Producing conceptual frameworks is one way in which the standard setter can help users focus on the overriding objectives of the standards. They add colour which can assist consistent interpretation of the more detailed provisions in individual standards. The proposed IFRS Conceptual Framework includes useful guidance on the accounting objectives underlying the individual IFRSs and helps the reader understand why valuations can provide useful information in financial reporting. By nature valuers are often specialists in a particular type of asset or liability and may also be very knowledgeable about the accounting requirements for that asset. However, the Conceptual Framework looks at the bigger picture and places the valuation task into an overall context.
Some examples of discussions that should be of relevance to valuers include:
The discussion on determining the “unit of account” in 4.53 – 4.67 of the draft is a useful extension of the discussion on “aggregation” in paras 23 -24 of the IVS Framework, and could be helpful as the basis of a discussion between valuer and client about the scope of any valuation intended for financial reporting.

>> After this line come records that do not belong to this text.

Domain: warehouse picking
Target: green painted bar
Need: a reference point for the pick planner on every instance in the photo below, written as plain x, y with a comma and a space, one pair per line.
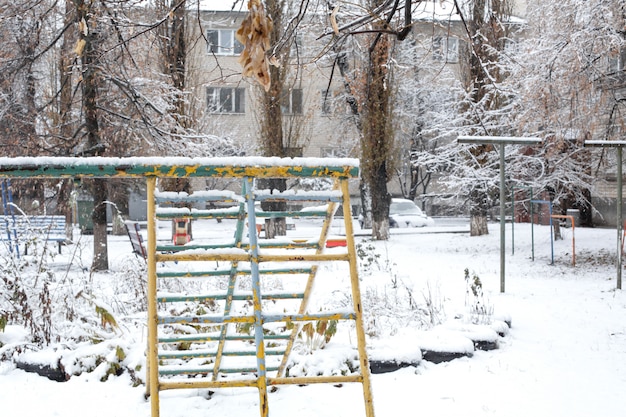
245, 246
102, 167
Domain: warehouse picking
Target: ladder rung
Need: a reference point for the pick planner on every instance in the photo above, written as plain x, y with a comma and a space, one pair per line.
188, 354
227, 272
205, 337
271, 318
222, 296
171, 370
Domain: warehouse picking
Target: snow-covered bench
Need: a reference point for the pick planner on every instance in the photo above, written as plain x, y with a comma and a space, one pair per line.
21, 229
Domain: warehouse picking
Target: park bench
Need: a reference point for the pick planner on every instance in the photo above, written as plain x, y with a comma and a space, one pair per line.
133, 229
19, 229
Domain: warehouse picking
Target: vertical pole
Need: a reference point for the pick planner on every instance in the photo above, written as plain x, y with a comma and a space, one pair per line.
356, 300
502, 222
513, 220
619, 217
259, 339
153, 370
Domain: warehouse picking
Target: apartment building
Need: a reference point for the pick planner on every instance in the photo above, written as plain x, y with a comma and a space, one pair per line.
317, 119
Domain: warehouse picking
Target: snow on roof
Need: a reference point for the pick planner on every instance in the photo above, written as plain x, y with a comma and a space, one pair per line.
223, 5
444, 10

It is recognised that some measurements have to be estimated and that some estimates may be subject to uncertainty. However, 5.20 of the draft makes it clear this does not necessarily undermine their usefulness providing suitable disclosures are made. This is of course a common requirement in valuation standards.

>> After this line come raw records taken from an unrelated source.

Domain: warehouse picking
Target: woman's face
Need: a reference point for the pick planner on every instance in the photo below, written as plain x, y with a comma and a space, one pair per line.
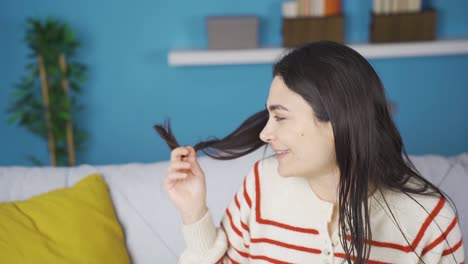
305, 146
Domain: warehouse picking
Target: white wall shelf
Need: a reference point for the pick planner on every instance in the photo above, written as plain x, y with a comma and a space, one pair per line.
270, 55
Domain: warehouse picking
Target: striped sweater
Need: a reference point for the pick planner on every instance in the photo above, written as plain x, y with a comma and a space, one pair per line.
275, 219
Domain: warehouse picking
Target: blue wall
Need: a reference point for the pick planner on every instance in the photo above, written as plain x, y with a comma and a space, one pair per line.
131, 87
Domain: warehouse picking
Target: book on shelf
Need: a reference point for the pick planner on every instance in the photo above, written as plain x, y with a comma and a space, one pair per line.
311, 8
387, 7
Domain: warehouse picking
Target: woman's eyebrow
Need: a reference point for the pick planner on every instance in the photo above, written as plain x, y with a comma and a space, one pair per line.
276, 107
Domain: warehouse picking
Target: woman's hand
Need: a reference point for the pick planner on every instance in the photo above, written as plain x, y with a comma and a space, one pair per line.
186, 185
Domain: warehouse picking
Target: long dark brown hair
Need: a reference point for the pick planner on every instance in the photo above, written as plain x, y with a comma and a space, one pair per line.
343, 88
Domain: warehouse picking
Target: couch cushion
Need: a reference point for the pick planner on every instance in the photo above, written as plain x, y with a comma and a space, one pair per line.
69, 225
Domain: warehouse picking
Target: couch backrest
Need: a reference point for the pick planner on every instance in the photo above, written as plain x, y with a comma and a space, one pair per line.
150, 221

Chapter 6 on measurement provides an interesting overview of the pros and cons of historical cost and current value, and where a choice is permitted in the relevant IFRS, matters that could indicate which is the most appropriate. While valuers sometimes have a natural bias towards thinking valuation is always the more relevant measure, this discussion shows this is not always the case. It also makes the point that historic cost is itself just as open to subjectivity as current value because of the judgement necessary when making depreciation or impairment adjustments.
In my experience the focus of debate about valuation is all too often on the “how” rather than “why”. This is sometimes an inevitable consequence of specialists focussing on their specialism but the usefulness of any professional advice, including valuation, is enhanced if is provided with appreciation of the context in which it is to be used.
The IASB is inviting comments on the Exposure Draft before 26 October. Valuers active in the financial reporting arena would do well to study the draft and let the IASB know whether they find the proposed Conceptual Framework helpful, or if there is anything else that could be addressed in order to further clarify the role and purpose of valuation measurements.